Я молча посмотрел на него и резко покинул этого якобы порядочного человека, проклиная его лицемерие и мою глупую доверчивость.
Не сумев ни продать моих лошадей, ни превратить в деньги вещи, что я привез, я сделал очень мало приобретений и пустился в обратную дорогу в Санбери. На горе, откуда наблюдалась деревня Орвисбург, обе оглобли моей почтовой коляски поломались одновременно. Испуганные, мои лошади закусили удила, коляска стукнулась днищем о землю и от этого удара я вылетел на расстояние десяти шагов, на каменный обломок, который сломал мне ребро и вывихнул левое плечо. Прохожий, свидетель происшествия, перевез меня в местную гостиницу, где я оставался двадцать дней, во время которых мне делали кровопускания, после чего я велел отнести себя на носилках в Санбери, заплатив пятьдесят шесть пиастров хозяину, который меня приютил.
Несмотря на заботы, которыми окружила меня моя семья, в течение более чем трех месяцев последствия этого несчастного случая не давали мне возможности действовать. Особенно досаждала мне внутренняя боль, которая никак не утихала. Мне советовали податься в Филадельфию, чтобы проконсультироваться у врача; я согласился. Наступал период моих денежных поступлений; никто не появлялся. Я не мог, однако, уехать и оставить мои дела нерешенными. Я объединил своих должников и, при невозможности получить все сразу, мне пришлось дать им отсрочку до времени уборки урожая – единственного времени, когда я мог надеяться что-то получить за счет продуктов их земледелия. Этот момент настал, почти все сдержали слово, и я увидел мой дом наполненным продуктами всех сортов. Сохранив только то, что было мне необходимо для собственного употребления, я разделался со всем остальным, за исключением зерна, которое я сохранил для перегонки – вида деятельности, о котором я имел некоторое понятие, надеясь извлечь из этого больше выгоды, благодаря обучению, которое я прошел в Нью-Йорке.

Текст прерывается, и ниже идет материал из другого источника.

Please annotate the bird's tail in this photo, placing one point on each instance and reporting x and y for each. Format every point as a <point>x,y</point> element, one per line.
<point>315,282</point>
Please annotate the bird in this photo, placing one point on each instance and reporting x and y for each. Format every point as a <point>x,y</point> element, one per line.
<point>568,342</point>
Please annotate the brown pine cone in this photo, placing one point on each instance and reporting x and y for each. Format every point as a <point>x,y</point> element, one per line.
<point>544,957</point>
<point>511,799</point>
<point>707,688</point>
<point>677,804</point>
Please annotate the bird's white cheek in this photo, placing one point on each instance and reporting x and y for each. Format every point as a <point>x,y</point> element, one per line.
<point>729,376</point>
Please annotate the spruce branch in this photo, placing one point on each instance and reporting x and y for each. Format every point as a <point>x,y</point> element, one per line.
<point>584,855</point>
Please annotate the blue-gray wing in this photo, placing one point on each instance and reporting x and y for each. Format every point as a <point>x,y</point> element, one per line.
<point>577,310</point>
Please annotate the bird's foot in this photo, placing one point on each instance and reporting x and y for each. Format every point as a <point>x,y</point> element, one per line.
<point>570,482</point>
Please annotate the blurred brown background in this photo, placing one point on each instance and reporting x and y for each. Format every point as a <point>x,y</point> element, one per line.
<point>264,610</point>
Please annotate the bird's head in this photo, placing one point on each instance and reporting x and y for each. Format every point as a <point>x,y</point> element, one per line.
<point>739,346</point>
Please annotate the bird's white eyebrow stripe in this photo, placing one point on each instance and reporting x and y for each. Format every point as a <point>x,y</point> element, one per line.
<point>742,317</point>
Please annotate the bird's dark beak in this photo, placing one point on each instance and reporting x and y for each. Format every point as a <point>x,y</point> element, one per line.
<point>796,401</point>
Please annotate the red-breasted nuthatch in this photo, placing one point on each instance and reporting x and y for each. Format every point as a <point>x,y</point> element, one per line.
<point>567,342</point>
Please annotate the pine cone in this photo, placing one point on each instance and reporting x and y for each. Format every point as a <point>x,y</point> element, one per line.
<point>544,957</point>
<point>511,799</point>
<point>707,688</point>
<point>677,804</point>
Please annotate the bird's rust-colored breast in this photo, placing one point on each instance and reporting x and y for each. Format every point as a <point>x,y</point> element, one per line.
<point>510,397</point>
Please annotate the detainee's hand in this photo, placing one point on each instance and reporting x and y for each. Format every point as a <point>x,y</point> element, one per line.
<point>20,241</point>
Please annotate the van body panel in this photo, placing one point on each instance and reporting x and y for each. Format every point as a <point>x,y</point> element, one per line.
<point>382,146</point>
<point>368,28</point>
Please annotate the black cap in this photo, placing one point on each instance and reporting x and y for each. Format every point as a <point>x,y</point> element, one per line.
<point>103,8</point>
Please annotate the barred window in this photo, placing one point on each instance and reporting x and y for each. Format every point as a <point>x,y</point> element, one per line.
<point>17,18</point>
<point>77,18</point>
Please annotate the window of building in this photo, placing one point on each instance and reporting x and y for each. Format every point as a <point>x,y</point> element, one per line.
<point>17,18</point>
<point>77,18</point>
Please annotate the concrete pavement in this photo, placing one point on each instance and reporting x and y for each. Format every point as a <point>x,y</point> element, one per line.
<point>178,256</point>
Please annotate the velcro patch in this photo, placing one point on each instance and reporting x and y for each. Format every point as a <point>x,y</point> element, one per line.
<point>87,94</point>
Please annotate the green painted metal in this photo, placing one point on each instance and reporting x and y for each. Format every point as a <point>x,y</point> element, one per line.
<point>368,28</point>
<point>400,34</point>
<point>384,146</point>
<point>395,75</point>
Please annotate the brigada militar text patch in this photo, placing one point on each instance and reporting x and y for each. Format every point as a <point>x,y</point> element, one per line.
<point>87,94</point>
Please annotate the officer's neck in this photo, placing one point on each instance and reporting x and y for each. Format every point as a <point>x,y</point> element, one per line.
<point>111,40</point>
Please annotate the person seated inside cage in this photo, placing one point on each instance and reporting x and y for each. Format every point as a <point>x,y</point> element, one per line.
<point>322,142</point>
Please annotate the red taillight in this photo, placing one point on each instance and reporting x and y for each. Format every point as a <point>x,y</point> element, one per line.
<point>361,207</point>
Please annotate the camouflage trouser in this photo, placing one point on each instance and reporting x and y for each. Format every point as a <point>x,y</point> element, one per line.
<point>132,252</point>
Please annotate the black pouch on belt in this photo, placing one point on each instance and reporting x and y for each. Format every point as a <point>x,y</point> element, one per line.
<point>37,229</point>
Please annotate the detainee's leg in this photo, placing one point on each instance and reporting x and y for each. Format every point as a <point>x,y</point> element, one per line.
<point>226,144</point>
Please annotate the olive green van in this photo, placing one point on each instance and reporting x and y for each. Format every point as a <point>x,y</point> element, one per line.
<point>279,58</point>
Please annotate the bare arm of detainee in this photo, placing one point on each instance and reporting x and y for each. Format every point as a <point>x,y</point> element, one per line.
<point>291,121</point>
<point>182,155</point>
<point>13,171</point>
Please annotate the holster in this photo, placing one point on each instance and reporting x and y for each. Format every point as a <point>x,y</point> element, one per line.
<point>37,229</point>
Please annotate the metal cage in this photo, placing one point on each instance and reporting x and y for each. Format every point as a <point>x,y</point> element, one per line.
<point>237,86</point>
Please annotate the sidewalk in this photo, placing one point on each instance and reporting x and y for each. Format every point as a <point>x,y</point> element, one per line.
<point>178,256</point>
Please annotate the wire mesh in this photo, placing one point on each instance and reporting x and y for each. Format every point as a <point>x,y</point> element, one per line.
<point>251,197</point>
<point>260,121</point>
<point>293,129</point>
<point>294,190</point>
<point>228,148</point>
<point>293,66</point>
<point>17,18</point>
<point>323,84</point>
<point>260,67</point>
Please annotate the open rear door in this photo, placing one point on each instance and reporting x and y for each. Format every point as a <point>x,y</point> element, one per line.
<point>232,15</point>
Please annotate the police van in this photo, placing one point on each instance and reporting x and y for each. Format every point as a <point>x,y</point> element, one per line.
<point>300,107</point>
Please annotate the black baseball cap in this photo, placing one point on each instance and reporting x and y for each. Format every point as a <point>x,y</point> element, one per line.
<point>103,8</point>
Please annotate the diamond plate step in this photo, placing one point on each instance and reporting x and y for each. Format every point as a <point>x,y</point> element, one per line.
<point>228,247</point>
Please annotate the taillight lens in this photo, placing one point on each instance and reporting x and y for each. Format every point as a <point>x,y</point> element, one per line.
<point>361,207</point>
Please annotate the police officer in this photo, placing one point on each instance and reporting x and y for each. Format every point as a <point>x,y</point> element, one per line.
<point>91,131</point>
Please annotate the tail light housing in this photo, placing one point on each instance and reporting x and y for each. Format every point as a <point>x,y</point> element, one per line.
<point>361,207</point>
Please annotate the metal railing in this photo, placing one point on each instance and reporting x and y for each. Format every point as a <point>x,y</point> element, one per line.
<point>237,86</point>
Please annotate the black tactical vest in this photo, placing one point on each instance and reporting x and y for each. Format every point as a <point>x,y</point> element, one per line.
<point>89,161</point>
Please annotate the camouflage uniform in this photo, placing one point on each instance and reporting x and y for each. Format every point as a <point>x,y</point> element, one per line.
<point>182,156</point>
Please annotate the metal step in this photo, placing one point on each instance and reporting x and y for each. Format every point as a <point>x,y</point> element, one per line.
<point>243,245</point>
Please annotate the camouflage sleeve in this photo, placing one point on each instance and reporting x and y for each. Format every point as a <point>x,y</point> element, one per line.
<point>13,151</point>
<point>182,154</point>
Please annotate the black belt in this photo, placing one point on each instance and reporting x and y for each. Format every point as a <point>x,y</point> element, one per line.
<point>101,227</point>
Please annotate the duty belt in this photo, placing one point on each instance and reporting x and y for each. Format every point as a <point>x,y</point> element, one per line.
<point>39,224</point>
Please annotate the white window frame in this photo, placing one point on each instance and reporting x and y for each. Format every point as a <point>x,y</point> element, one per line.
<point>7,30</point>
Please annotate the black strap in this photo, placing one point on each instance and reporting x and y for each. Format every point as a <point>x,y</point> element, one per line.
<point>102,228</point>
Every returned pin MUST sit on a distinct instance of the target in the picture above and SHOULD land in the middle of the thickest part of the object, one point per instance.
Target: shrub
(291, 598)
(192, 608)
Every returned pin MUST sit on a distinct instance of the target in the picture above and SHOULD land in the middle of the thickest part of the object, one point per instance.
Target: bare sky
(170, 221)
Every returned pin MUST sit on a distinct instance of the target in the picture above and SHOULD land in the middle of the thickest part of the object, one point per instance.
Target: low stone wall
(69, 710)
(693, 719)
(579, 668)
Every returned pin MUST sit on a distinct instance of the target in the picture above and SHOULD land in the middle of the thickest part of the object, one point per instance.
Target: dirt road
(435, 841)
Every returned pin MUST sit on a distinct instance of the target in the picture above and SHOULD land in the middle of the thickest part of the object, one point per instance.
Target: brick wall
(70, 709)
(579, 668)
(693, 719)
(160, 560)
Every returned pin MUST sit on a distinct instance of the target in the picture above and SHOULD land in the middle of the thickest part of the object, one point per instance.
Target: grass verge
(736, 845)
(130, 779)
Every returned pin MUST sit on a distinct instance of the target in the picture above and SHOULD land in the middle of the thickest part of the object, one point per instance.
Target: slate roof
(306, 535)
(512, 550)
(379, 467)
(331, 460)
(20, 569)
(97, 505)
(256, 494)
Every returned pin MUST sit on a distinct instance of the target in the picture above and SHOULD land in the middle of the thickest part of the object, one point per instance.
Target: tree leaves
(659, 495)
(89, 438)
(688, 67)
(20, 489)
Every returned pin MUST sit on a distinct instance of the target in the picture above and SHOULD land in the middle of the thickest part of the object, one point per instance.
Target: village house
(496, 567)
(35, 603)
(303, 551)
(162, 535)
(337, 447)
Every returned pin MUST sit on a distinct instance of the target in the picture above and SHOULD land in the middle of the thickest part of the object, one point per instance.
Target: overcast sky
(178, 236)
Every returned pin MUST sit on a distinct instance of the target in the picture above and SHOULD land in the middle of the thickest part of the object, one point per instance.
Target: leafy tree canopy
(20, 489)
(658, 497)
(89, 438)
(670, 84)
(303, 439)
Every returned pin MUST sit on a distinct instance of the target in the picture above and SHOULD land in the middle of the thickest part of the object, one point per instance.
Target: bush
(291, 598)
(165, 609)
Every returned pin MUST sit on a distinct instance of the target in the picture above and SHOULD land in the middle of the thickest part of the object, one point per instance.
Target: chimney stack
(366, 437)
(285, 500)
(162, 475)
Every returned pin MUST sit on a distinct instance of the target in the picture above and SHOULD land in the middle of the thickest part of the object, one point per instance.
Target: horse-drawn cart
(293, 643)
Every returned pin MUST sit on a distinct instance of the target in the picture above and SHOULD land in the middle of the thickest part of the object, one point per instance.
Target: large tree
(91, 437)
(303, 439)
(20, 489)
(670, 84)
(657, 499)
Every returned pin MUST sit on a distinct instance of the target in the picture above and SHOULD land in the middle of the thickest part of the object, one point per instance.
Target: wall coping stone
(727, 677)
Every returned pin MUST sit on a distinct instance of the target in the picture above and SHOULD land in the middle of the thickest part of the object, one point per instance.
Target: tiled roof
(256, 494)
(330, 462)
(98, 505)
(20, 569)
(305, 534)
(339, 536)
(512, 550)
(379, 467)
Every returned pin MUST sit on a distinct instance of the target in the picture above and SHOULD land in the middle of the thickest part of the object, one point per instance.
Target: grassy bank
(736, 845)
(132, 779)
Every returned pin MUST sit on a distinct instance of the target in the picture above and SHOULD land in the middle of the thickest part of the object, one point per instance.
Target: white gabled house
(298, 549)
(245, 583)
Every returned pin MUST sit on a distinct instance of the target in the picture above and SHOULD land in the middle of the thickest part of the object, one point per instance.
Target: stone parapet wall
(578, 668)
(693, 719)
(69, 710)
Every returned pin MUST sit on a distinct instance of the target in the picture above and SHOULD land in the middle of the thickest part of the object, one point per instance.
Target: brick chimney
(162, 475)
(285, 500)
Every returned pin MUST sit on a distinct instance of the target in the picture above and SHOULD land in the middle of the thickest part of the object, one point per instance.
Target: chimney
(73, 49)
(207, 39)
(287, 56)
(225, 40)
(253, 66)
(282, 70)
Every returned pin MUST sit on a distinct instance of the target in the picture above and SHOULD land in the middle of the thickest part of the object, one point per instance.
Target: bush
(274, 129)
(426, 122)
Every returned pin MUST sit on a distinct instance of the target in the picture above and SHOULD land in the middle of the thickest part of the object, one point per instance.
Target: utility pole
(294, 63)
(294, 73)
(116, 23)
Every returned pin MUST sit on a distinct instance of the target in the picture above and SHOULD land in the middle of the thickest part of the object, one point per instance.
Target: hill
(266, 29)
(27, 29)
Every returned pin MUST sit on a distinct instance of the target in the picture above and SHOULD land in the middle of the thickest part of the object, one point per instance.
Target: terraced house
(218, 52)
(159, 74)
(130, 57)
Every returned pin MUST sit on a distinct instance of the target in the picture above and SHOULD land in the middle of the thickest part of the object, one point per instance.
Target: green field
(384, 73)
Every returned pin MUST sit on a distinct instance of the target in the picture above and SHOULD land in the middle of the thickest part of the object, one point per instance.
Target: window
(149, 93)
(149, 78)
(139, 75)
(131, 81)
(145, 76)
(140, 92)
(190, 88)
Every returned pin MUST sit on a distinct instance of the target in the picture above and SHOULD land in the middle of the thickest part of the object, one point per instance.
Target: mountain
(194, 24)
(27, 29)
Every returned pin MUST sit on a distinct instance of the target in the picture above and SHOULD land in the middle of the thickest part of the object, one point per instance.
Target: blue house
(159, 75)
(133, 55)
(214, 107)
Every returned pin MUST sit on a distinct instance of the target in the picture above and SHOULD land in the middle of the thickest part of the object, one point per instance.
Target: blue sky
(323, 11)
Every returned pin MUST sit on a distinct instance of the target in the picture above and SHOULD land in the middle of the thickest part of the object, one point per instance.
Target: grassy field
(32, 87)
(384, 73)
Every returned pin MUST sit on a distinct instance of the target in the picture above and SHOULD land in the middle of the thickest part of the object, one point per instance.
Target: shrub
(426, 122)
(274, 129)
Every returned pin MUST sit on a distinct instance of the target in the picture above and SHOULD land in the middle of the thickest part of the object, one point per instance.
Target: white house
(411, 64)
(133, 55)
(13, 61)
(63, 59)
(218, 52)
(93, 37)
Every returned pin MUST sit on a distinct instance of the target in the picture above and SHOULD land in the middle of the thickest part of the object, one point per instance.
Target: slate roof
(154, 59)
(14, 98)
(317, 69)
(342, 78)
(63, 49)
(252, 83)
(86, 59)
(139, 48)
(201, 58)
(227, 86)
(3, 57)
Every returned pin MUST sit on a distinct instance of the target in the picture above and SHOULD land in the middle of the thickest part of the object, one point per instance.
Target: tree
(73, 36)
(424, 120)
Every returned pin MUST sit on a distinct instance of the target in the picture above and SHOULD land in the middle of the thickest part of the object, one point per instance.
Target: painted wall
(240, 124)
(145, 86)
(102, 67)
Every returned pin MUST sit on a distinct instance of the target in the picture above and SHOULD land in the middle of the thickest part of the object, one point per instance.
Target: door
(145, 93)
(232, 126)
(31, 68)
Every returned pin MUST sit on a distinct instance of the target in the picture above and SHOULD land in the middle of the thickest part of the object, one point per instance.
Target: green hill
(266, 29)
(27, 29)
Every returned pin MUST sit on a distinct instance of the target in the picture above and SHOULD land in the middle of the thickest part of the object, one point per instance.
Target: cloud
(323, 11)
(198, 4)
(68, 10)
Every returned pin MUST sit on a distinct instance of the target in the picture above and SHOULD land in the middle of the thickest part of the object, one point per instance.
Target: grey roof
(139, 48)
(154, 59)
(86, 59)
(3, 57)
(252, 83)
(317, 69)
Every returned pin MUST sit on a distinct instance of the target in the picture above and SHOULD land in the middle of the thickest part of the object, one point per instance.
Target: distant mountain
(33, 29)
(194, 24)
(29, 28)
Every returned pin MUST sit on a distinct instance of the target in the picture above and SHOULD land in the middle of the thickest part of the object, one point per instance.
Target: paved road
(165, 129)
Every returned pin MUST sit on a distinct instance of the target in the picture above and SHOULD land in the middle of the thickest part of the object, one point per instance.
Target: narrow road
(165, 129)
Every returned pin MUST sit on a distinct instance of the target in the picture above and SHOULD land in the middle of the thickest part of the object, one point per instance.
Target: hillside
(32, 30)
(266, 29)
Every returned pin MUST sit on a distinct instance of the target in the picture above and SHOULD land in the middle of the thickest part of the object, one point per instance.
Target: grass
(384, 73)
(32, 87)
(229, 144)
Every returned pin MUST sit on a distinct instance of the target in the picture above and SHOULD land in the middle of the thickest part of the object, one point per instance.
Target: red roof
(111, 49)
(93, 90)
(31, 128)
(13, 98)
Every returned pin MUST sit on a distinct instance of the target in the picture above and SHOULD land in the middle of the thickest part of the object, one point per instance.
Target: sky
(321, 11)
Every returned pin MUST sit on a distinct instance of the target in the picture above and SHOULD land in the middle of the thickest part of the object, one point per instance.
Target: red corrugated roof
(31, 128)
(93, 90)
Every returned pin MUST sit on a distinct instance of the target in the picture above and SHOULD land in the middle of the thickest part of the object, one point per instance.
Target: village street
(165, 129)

Я сначала взялся за дистилляцию, затем – мне понадобился человек во главе моего предприятия. Вместо одного я встретил троих, которые мне подходили, тем более, что они представлялись с наилучшими рекомендациями. Я поставил одного начальником, двух других – как старших мастеров, и, доверив им мое зерно, отправился в Филадельфию. Я велел позвать доктора, который назначил мне наружное лечение и велел оставаться в постели. На мой вопрос, что я могу принимать, он ответил – «ничего, приходите ко мне завтра».
Поспав два часа, я пошел прогуляться и, не обращая внимания на его предписания, проходя мимо рыбного рынка, я купил очень хорошую рыбину, которую велел отнести к себе и которую съел всю целиком с наилучшим аппетитом. Назавтра я был у моего доктора; он был рад меня видеть, и еще более рад тому, что я религиозным образом соблюдал диету, которую он мне предписал, и велел ее продолжить; в течение пяти дней я действовал таким же образом и был совершенно во здравии.